First read this if you haven't allready:http://www.gtoforum.com/f39/definitive-definition-gto-suspension-concerns-19058/
I got the x-member bushings(Energy Suspension)from AutoZone, ordered a rear diff insert from Results for 04-06 GTO BUSHINGS .
I also have drag bags in the rear from BMR, front and rear swaybar bushings. These are steps to REDUCE wheel hop not eliminate it. Last night I still experianced some wheel hop. There is still things I need to do back there to reduce it more.


----------



## KyleGT05usmc (Feb 28, 2009)

yes i read that post. i realize its not going to be completely solved by bushings but according to that post if i can at least solidify the xframe to the body I at least reduce that slop which it states is where a lot of the hop comes from. 

figure the drag bags are the best way to half a$$ the shocks/springs.

what about energy suspension? their parts are considerably cheaper but how far off is the performance? 

was looking at that weekend warrior package from the link you gave. is the 'cross member bushings' the same as the xframe bushings? another name i see is subframe but i would think thats referring to the front subframe? just seems to be a few names for same piece so thats whats throwing me off.


----------



## GM4life (Mar 18, 2007)

I can't compare Energy Suspension bushings to the other brands because I can't. I can tell you by doing what I did I can tell a differance in the behavior of the rear end. It feels more connected than it did before. Rear subframe/crossmember/cradle is the same thing.


----------



## svede1212 (Nov 1, 2005)

IMHO the Energy subframe (x-member same thing) bushing are superior to the others and noticeably cheaper.
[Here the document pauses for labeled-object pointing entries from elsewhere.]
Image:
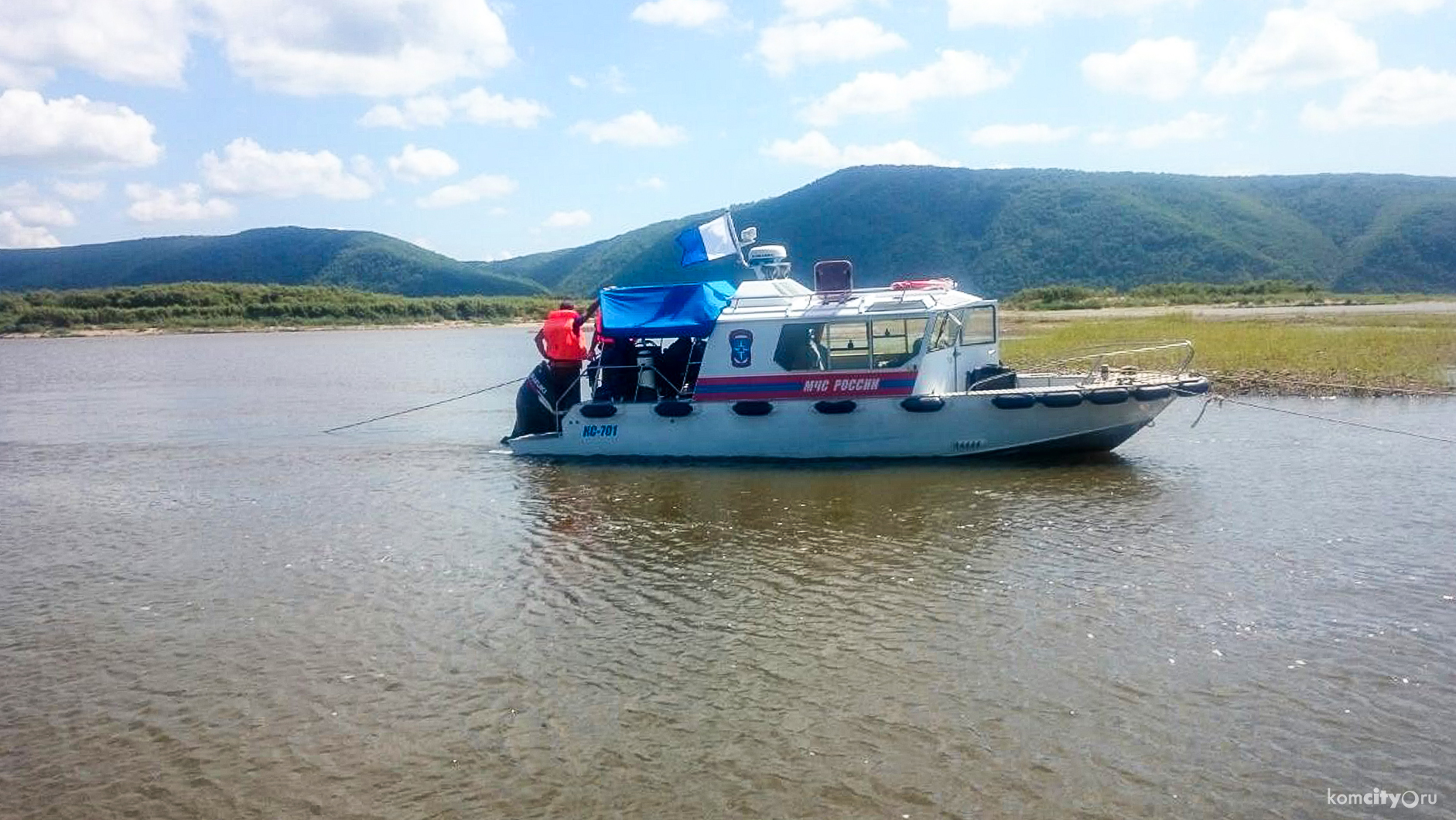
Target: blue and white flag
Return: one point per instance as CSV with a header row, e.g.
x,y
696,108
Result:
x,y
708,242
The bags will give the most noticeable help. You may want to read this too


----------



## KyleGT05usmc (Feb 28, 2009)

well ill just go with those as far as the xframe bushings because 120+ is pretty steep.

hopefully between the bushings and drag bags i can keep that rear from beating my teeth together.


----------



## KyleGT05usmc (Feb 28, 2009)

i read about the gforce half shaft kit fix, im just about sold on it, gonna look into them a little more but i see everyone who has them swares by them. id probably go ahead and upgrade the bushings mentioned as well just to clean up the slop.
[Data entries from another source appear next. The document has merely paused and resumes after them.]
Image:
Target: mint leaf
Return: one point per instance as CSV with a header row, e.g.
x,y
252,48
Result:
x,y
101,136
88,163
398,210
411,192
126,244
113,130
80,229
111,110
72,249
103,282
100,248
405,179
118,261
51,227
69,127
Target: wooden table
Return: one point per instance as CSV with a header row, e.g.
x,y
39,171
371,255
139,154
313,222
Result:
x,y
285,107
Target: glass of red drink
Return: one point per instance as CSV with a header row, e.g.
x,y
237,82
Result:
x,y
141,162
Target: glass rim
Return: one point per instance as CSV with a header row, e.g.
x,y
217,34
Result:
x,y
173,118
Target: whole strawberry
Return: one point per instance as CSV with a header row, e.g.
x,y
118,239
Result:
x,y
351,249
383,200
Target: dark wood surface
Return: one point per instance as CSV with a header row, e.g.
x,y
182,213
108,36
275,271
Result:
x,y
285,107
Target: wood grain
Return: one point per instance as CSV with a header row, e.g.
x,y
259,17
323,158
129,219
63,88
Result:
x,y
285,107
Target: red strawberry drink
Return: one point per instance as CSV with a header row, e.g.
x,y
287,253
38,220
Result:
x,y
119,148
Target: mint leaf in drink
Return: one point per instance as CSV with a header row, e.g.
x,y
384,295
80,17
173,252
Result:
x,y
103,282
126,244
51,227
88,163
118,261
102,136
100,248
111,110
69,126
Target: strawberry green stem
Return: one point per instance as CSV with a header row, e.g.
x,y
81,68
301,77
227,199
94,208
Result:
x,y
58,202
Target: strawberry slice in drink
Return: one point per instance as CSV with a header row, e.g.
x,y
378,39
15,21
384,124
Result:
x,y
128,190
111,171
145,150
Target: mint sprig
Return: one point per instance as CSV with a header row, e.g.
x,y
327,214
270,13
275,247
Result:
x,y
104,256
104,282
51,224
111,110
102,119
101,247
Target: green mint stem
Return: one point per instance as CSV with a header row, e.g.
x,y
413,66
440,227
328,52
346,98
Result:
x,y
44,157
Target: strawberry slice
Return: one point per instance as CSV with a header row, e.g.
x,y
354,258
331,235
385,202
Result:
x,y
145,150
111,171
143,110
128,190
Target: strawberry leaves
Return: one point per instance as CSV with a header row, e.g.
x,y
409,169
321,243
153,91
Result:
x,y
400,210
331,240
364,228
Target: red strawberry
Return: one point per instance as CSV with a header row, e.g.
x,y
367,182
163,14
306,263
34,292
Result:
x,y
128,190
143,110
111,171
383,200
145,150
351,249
so they run a heavier shaft on one side, as to throw off the harmonics so they dont bounce together. i know it sounds ghetto but wouldnt adding a few strips of wheel weights have the same theory???


----------



## GM4life (Mar 18, 2007)

KyleGT05usmc said:


> so they run a heavier shaft on one side, as to throw off the harmonics so they dont bounce together. i know it sounds ghetto but wouldnt adding a few strips of wheel weights have the same theory???
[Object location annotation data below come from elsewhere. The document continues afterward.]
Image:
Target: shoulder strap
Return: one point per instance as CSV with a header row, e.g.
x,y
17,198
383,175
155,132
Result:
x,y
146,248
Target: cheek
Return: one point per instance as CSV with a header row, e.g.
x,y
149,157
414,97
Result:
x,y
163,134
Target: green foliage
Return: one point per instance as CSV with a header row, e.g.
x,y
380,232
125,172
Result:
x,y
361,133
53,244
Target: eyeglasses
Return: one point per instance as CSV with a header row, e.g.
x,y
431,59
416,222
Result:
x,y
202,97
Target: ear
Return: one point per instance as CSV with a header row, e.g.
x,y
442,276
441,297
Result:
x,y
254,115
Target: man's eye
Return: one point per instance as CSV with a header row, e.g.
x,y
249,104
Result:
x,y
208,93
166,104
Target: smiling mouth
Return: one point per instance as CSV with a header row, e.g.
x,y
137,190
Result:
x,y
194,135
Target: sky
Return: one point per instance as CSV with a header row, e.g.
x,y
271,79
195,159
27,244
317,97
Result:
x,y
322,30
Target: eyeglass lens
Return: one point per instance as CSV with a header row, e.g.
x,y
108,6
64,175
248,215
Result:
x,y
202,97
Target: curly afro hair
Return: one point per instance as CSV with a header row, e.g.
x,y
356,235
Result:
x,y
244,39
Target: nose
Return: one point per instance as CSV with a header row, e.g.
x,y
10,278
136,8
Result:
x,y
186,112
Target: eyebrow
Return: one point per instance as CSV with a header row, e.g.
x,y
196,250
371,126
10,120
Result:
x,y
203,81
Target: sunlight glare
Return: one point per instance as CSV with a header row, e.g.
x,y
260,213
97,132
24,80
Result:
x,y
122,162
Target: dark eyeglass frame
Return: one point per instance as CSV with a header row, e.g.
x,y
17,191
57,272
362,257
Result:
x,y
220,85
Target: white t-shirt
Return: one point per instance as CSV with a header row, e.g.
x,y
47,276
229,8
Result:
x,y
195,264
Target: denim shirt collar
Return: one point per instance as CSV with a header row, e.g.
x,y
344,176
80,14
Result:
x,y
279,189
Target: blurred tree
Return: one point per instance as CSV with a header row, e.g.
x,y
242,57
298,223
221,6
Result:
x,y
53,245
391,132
GM uses a larger half shaft on one side to reduce wheel hop on the ZR1, not getto. After many folks have broken the rear end on CTS-V's due to wheel hop something has to be done to prevent it. Wheel weights will just fling off, and it would have to be balanced.


----------



## KyleGT05usmc (Feb 28, 2009)

i got ya. wasn't gonna do it but was just trying to see if it was the weight difference that made the improvement. 

so I think Im just going to go the more affordable route and get as many of the bushings from auto zone or whatever. I DD my car and race every now and then so i dont need adjustable bushings and ****. 

bushings, new half shafts, maybe some auto zone high tier shocks and im done, dont want to spend $1500 back there...


----------